Un jour de 1903, en plein Paris, rue d'Amsterdam, Jules Romains fut chatouillé par une étrange sensation.
Il eut tout soudain l'intuition que la foule des passants, autour de lui, formait comme un gros animal, doué d'une grosse vie, dont chaque être, lui, nous, était une parcelle, un organe, un membre...
Ce fut le déclic, à l'origine d'un recueil de poésie intitulé "La Vie Unanime", dans lequel notre Jules déclina toutes les conséquences de cette révélation. Désormais, tout allait respirer l'"unanime", tout serait la manifestation de cette conscience selon laquelle la grande ville, le monde, et même les soldats au loin, vivaient au rythme univoque d'un coeur commun.

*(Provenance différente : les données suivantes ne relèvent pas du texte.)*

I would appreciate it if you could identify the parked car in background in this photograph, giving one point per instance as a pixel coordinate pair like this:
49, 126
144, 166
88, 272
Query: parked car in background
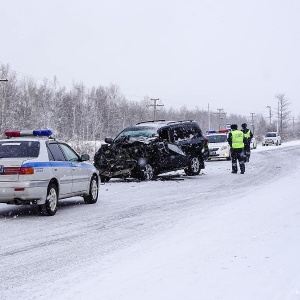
150, 148
253, 143
271, 138
218, 144
37, 169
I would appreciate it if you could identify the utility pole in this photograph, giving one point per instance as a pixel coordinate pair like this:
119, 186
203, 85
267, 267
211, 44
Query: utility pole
208, 117
270, 113
155, 105
3, 102
252, 122
220, 113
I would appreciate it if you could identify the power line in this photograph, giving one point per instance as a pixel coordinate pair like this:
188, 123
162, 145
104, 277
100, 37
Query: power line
155, 105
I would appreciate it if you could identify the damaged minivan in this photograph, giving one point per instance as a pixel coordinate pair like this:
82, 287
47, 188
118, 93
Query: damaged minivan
147, 149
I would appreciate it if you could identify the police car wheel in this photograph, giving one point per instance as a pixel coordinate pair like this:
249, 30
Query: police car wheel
193, 167
49, 208
147, 173
92, 197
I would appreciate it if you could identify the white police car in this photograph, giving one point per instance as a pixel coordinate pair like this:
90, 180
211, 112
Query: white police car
218, 145
37, 169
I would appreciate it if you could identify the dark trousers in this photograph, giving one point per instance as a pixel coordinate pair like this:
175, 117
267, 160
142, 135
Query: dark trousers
238, 155
247, 151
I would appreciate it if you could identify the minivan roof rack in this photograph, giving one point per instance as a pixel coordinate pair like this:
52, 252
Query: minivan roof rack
151, 121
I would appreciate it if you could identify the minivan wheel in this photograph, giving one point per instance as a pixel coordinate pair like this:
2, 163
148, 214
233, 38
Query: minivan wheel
92, 197
146, 173
49, 208
193, 167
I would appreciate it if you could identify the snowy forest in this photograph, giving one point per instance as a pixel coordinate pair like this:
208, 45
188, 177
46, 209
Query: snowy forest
77, 114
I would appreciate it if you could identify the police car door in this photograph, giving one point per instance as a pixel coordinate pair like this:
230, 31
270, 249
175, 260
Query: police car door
81, 177
61, 168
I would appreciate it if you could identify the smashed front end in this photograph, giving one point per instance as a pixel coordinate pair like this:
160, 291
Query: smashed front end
120, 158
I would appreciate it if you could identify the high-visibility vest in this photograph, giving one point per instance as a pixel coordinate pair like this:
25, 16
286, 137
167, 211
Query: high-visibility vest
237, 139
247, 134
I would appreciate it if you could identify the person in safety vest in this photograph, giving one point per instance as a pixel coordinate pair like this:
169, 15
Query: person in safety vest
236, 140
248, 135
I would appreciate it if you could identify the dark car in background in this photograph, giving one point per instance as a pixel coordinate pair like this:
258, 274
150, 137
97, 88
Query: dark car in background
150, 148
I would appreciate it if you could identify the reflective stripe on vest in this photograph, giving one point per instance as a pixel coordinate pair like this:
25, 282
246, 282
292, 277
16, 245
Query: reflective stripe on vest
237, 139
247, 134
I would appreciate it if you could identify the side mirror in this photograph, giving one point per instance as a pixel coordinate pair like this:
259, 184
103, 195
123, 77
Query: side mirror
85, 157
108, 140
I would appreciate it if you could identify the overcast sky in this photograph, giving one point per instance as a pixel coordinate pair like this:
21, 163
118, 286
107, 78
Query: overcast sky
233, 54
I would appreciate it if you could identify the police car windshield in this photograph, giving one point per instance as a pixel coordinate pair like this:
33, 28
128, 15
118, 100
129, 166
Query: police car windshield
138, 132
217, 138
11, 149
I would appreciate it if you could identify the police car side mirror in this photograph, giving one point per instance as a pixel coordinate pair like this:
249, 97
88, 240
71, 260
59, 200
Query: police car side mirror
85, 157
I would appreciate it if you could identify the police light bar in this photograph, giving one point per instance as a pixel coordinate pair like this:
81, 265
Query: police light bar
223, 131
20, 133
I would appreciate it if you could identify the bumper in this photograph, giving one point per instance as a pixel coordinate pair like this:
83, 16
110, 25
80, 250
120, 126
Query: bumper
23, 192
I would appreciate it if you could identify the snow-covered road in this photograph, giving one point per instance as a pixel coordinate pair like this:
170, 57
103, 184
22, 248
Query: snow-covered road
214, 236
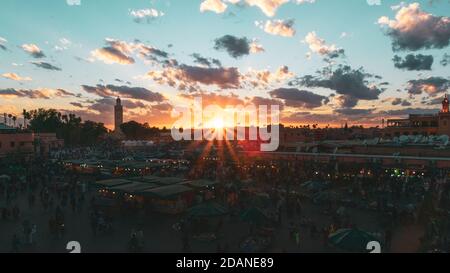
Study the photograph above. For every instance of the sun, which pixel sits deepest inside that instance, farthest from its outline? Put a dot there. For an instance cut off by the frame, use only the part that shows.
(218, 123)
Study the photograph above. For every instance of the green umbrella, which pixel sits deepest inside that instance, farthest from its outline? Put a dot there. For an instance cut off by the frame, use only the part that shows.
(207, 210)
(351, 239)
(254, 215)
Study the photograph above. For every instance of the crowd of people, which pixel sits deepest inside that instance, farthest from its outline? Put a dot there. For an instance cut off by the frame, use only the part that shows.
(396, 196)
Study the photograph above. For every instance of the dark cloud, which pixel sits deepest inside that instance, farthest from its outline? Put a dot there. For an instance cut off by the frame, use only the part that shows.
(399, 101)
(114, 54)
(352, 83)
(266, 101)
(35, 93)
(47, 66)
(415, 29)
(445, 59)
(432, 101)
(353, 111)
(223, 77)
(124, 91)
(150, 52)
(299, 98)
(431, 86)
(23, 93)
(209, 62)
(77, 104)
(414, 62)
(236, 47)
(409, 111)
(162, 107)
(106, 105)
(346, 101)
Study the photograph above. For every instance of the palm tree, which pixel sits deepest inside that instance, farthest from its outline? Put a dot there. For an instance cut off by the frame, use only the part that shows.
(24, 114)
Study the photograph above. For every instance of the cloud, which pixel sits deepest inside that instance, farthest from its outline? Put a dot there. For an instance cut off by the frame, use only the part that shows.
(263, 78)
(346, 81)
(414, 29)
(211, 98)
(284, 28)
(305, 1)
(294, 97)
(47, 66)
(268, 7)
(120, 52)
(374, 2)
(414, 62)
(353, 111)
(257, 101)
(77, 104)
(3, 41)
(124, 91)
(346, 101)
(43, 93)
(15, 77)
(236, 47)
(110, 55)
(73, 2)
(216, 6)
(145, 15)
(445, 59)
(408, 111)
(432, 86)
(33, 50)
(255, 47)
(207, 62)
(187, 77)
(319, 46)
(400, 101)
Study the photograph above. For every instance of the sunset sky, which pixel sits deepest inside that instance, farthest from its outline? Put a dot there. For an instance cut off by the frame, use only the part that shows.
(322, 61)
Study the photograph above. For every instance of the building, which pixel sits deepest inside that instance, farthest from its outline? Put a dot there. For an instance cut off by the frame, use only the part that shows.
(25, 143)
(430, 124)
(14, 142)
(118, 115)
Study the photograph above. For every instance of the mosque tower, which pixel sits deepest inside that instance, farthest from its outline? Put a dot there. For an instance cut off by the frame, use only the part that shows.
(118, 115)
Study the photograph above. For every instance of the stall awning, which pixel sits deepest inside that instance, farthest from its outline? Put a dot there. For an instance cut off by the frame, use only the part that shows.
(167, 191)
(168, 180)
(201, 183)
(133, 187)
(112, 182)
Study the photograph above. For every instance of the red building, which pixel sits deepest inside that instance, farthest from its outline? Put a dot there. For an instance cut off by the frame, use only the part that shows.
(434, 124)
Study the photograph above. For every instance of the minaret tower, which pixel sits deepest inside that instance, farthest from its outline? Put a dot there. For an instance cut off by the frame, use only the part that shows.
(445, 104)
(118, 115)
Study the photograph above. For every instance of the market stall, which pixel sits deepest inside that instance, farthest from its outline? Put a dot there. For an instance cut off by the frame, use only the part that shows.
(172, 199)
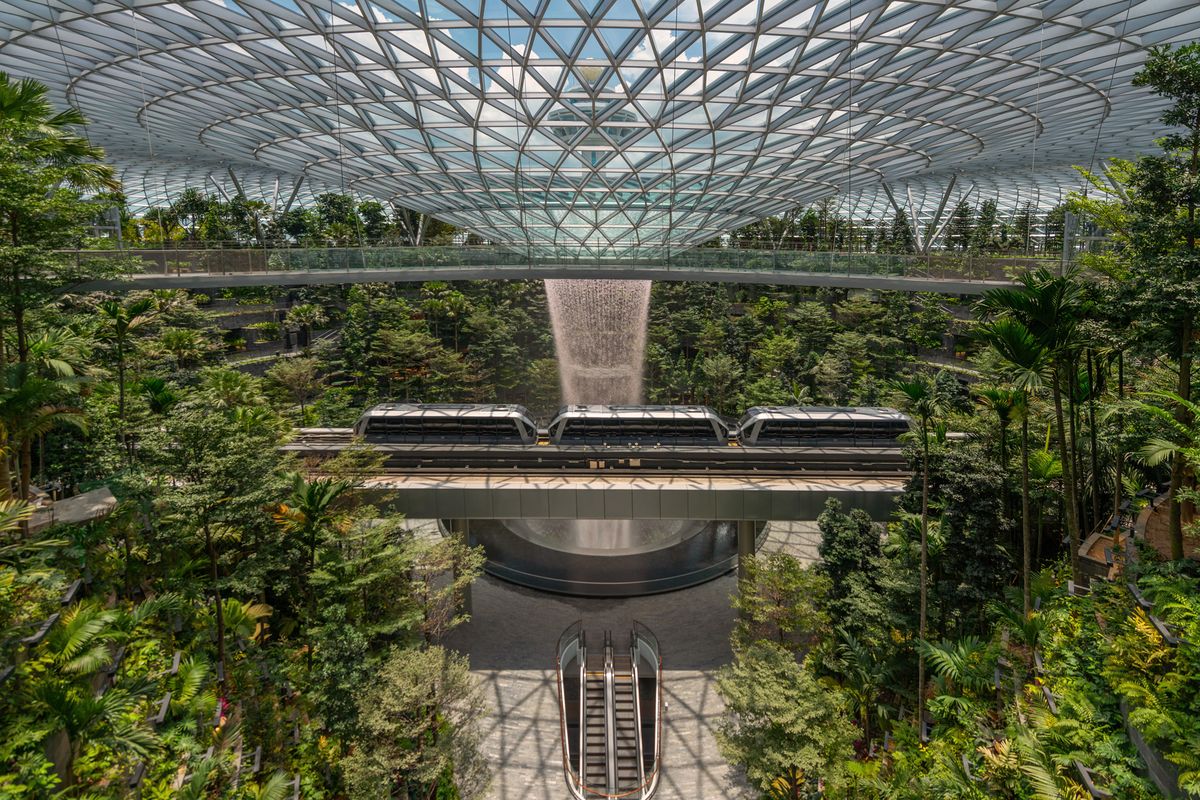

Mais Jules n'est pas un inspiré. La mystique n'est jamais venue le grattouiller, et la rue d'Amsterdam n'aura pas la postérité du chemin de Damas. Cette oeuvre reste sèche et un peu froide, avec tout de même pour qualité d'être dépouillée de l'enflure que l'époque et l'axiome de départ risquaient de susciter. Jules Romains recourt systématiquement à un vocabulaire simple et sobre. Mais sa versification, déjà centenaire, pèse sur l'estomac.
Un exemple toutefois:
J'ai jeté pour toujours mon rêve habituel
Comme un cigare usé dont le feu mord la bouche.
N'étant plus moi, je ne sens plus ce qui me touche;
Ma peau, c'est le trottoir de la rue et le ciel.
Ou encore:
Nous sommes indistincts; chacun de nous est mort;
et la vie unanime est notre sépulture.